Three weeks ago, in this same place, a very different scene.

Then, there was no missing the fact that the most anticipated boxing match in many moons was taking place at the MGM Grand, that Oscar De La Hoya and Floyd Mayweather Jr. were in town.

The fighters arrived to great ceremony a few days before the bout, a huge media centre was set up to house the cameras and scribes, the midweek news conference was long and glossy and filled the theatre that currently houses magician David Copperfield.

Soon enough the famous and the wealthy and the boxing "fancy" assembled in and around the casino, the table limits climbed to the stratosphere, the air began to buzz with anticipation as has been the ritual for decades.

That's what a Big Fight has always looked like.

And perhaps this is what a Big Fight looks like now.

The massive casino/hotel/convention-centre complex is packed full of people with perfect, pearly white teeth, testament to a cosmetic-dentistry convention that, until late Thursday night, seemed to fill every available public space.

Just finding the news conference for UFC 71, an event that in many ways feels like the big coming-out party for mixed martial arts, requires a road map — or at least following the trail of muscle-bound guys with cauliflower ears wearing T-shirts with "Tap Out" lettered on the front.

In a faraway corner of the conference centre, the press contingent is small and the Old Media are hardly represented at all.

But that's deceiving, as are so many other comparisons between the one-off that was De La Hoya-Mayweather, widely regarded even by the faithful as a glamorous last gasp from a sport in its decline, and what's to take place here Saturday night.

When Dana White steps to the mike, the shaved-headed, tight-T-shirted, occasionally profane president of the Ultimate Fighting Championship, he has two magazines in hand: Sports Illustrated, the measure of mainstream tastes in North America, and ESPN The Magazine, its more hip competitor.

On the cover of both right now: the UFC.

"One day, I knew we'd be in magazines like this," he says. "But I never dreamed that we'd be on the cover."

Sitting behind him are the combatants in the main event: Chuck (The Iceman) Liddell, whom White calls the greatest MMA fighter in history (he wears his hair in a modest Mohawk, showing off the tattoos on his scalp), and Quinton (Rampage) Jackson, one of only three men to have beaten Liddell and the only person in the room wearing a suit.

Jackson has an enormous head and a mouth full of bejewelled teeth (wonder what the cosmetic dentists would make of that?)

Saturday night, they will meet for five five-minute rounds or less in an octagonal cage, trying to beat each other using skills drawn from boxing, wrestling, and the oriental martial arts.
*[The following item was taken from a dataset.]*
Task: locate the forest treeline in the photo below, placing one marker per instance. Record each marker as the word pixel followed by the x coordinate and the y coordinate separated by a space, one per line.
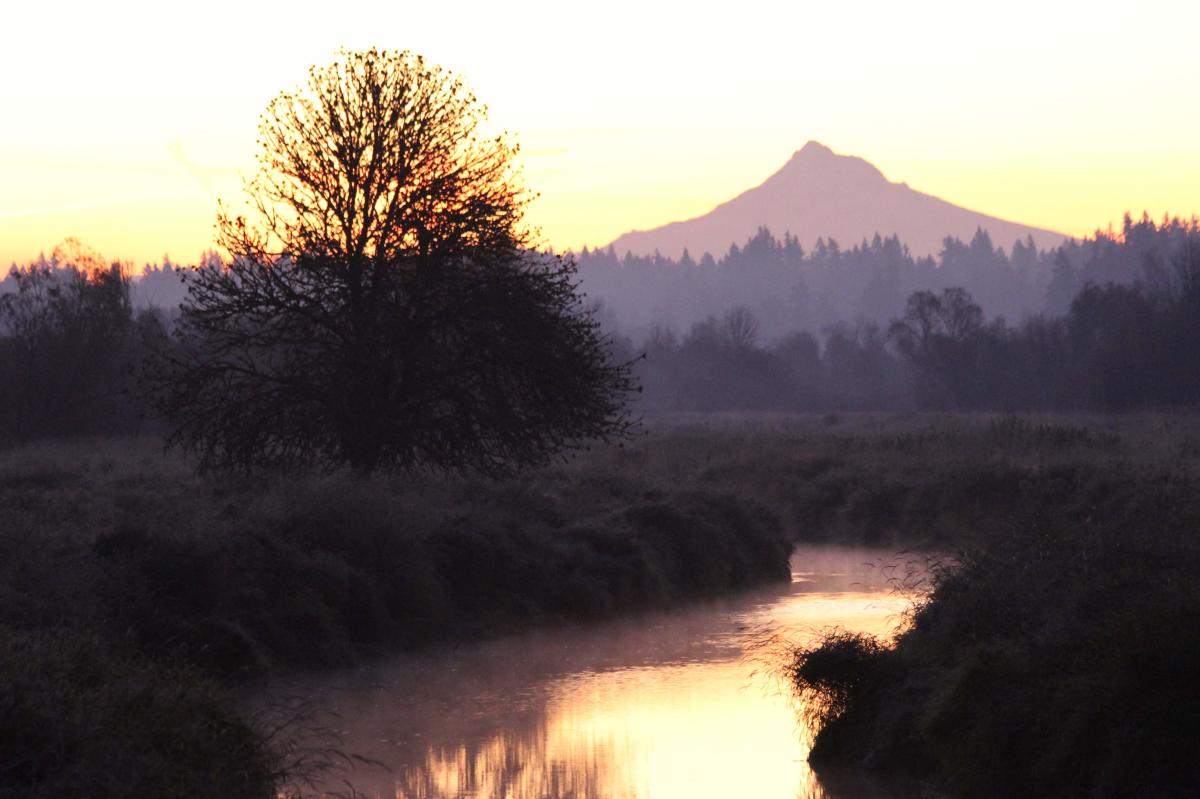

Chances are that it will be action-packed, it will be bloody, and that it will delight a sold-out house in the MGM Grand Garden Arena, and a massive pay-per-view audience.

During the buildup to De La Hoya-Mayweather, UFC was the elephant in the room, the upstart, the usurper, the threat.

It was even mentioned during the HBO broadcast, dismissed by the elder members of the boxing crowd, quietly embraced by some of the younger, written off by Mayweather himself as "a fad."

Now, the MMA crowd has centre stage, knowing that while that fight did an astounding 2.15 million pay-per-view buys, Mayweather's technical, artistic triumph (a "fight fan's fight," boxing people said, the full appreciation of which requires a knowledge of and history with the sport) was largely lost on the UFC's core audience, raised on video games and demanding action.

Behind the muscle-beach trappings there are some savvy sports marketing minds at work here.

These guys know what they're selling, they understand their consumers, and most tellingly, they realize how boxing's incompetence, its cutthroat competition among promoters, its maze of weight classes and champions and sanctioning bodies, gives their single corporate entity an enormous advantage.

"The [De La Hoya-Mayweather] fight sucked," White says.

"I fell asleep twice," Jackson chimes in.

They sense weakness, they are emboldened, and now they think they're going in for the kill.